Maestri di scasso nella scuola per giovani ladri

In un’epoca in cui i criminali, prevalentemente quelli dell’est, hanno una certa dimestichezza con skimmer e microchip, in cui clonare carte di credito o duplicare codici bancomat sembra ormai un gioco da ragazzi, sapere che esistono ancora ladri della vecchia scuola romana maestri nell’aprire casseforti e serrature con i vecchi arnesi di lavoro fa un po’ sorridere. Ancor di più se i malviventi in questione si danno da fare per non mandare in malora il mestiere, trasmettendo ai più giovani la loro sapienza nell’arte dello scassinare. Abili a utilizzare qualsiasi attrezzo, ma non le armi, rigorosamente bandite dal manuale dei cassettari. Un po’ come nel film «I soliti ignoti», dove Totò spiega al resto della banda come mettere a segno un furto clamoroso.

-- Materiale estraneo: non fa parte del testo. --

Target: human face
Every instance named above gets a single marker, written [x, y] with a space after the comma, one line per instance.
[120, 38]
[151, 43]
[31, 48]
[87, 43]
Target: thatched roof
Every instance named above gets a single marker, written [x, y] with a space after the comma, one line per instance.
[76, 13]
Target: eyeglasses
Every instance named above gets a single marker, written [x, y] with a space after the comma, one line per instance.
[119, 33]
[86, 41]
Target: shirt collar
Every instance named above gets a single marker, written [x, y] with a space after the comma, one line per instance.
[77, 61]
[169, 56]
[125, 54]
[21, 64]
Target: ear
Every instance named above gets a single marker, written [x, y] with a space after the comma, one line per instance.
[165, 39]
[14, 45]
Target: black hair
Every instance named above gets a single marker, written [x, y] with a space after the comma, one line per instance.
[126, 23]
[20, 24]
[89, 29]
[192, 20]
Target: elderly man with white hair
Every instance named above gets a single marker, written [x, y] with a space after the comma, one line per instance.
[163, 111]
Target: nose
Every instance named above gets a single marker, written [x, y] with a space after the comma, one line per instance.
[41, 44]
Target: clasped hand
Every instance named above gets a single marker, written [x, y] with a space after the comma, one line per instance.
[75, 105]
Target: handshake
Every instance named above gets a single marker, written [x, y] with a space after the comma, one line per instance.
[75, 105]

Gestivano una sorta di «scuola», nella quale indottrinavano ladri meno esperti, i quattro maestri del crimine colti sul fatto dagli uomini della squadra mobile mentre cercavano di aprire la serratura dell’ufficio commerciale di una macelleria nei pressi di piazza Navona. Quattro nomi noti alla polizia, con una lunga lista di precedenti penali. Tanto che la notte della vigilia di Pasqua, al momento di colpire, erano pedinati dagli agenti, come del resto accadeva da tempo. E per loro non c’è stato scampo. Luigi Betti, 45 anni, Antonio Talinucci, 52 anni, Stefano Mastergiovanni, 40 anni, e Luciano Liquori, 51 anni, tutti di Roma, sono stati arrestati per concorso in furto e detenzione di attrezzi atti allo scasso e alla duplicazione di materiale. Con sè i quattro avevano delle piccole trousse contenenti tutto l’occorrente per far cedere qualsiasi serratura, ma è nell’abitazione di uno di loro, a Grotta Gregna, zona Tiburtino, che avevano allestito una vera e propria «officina del crimine» dove si allenavano a scassinare serrature, a trovare combinazioni di cassaforti, avere ragione di porte blindate, disinserire antifurti. Per farlo potevano contare su attrezzi di vario genere, alcuni tecnologici, altri costruiti artigianalmente: seghe, matrici di chiavi di ogni dimensione, spadini, stetoscopi, spessori calibrati oltre a «kit di tecnologia» da portare con sé al momento del colpo, come un dispositivo vibrante in grado di aprire ogni serratura o le cuffie collegate ad un meccanismo capace di individuare le combinazioni delle casseforti. E in caso di dubbi sulle procedure da seguire c’erano i libri, veri e propri manuali, ad indicare la via per non fallire.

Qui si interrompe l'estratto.